L’artista ricrea nuova vita attorno a temi mitologici, ma questo è un modo squisitamente contemporaneo e innovativo per porre la questione attuale del consumismo. L’artista francese è scultore, disegnatore, poeta e cineasta; un artista eclettico, sicuramente privo di etichette. Il suo tratto sembra proprio essere la singolarità nella molteplicità di espressione. Con i suoi accenti come la radicalità dei colori, la libertà e l’indipendenza di rappresentazione, Martial Raysse mostra la bellezza del mondo. Raysse, attraverso l’uso di colori forti e pigmenti puri, costruisce uno stile unico che pone uno sguardo diverso sul mondo e insegna così a vedere, in quanto “essere moderni significa prima di tutto vederci più chiaro”. Si percepisce nei lavori del poliedrico artista il bisogno della ‘ricomposizione’, una sorta di necessità che ognuno vi trovi il proprio ruolo, e si manifesti la responsabilità del singolo nei confronti dell’altro e dell’intera comunità.

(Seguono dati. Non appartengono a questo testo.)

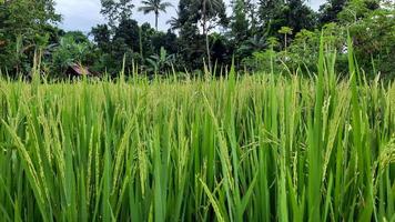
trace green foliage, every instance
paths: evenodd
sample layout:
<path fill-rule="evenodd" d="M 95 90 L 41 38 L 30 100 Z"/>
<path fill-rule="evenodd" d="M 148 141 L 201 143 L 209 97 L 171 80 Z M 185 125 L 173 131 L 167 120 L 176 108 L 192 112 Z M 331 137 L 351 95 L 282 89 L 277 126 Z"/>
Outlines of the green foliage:
<path fill-rule="evenodd" d="M 34 51 L 57 34 L 50 24 L 61 17 L 53 4 L 52 0 L 12 0 L 0 6 L 0 70 L 29 71 Z"/>
<path fill-rule="evenodd" d="M 166 12 L 166 8 L 172 7 L 173 4 L 165 1 L 163 2 L 162 0 L 143 0 L 141 1 L 143 4 L 142 7 L 139 8 L 139 11 L 144 12 L 144 14 L 154 12 L 155 13 L 155 29 L 158 31 L 158 19 L 159 19 L 159 13 L 160 12 Z"/>
<path fill-rule="evenodd" d="M 104 14 L 111 27 L 117 26 L 122 20 L 128 20 L 133 14 L 134 4 L 132 0 L 100 0 L 101 13 Z"/>
<path fill-rule="evenodd" d="M 395 85 L 321 42 L 311 79 L 0 80 L 0 218 L 393 221 Z"/>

imageIl percorso espositivo vuole mostrare a tutto tondo gli elementi del lavoro dell’artista: le sculture, il disegno come fase del lavoro, i film, i quadri, che costituiscono la parte più cospicua della sua opera: opere che possono essere pensate proprio come autoritratti in grado di rivelare l’intima solitudine che l’artista ha dovuto vivere in primis per proseguire nella ricerca personale.

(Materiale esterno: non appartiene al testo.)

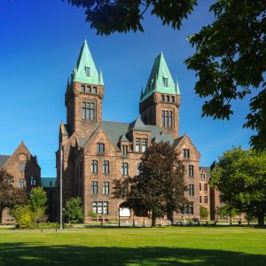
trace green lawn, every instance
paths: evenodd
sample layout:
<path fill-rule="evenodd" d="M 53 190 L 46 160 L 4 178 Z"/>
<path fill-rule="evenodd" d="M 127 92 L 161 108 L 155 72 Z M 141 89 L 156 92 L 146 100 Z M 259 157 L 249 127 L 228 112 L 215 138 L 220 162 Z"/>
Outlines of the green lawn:
<path fill-rule="evenodd" d="M 266 230 L 0 231 L 0 265 L 266 265 Z"/>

Ricerca che ha maturato pensieri di vita, cone questo:“Ho sempre pensato che il fine dell’arte fosse cambiare la vita. Ma oggi l’importante, mi sembra, è cambiare ciò che ci circonda a ogni livello dei rapporti umani. C’è chi pensa che la vita debba essere copiata. Altri sanno che va inventata. Rimbaud non si cita, si vive.”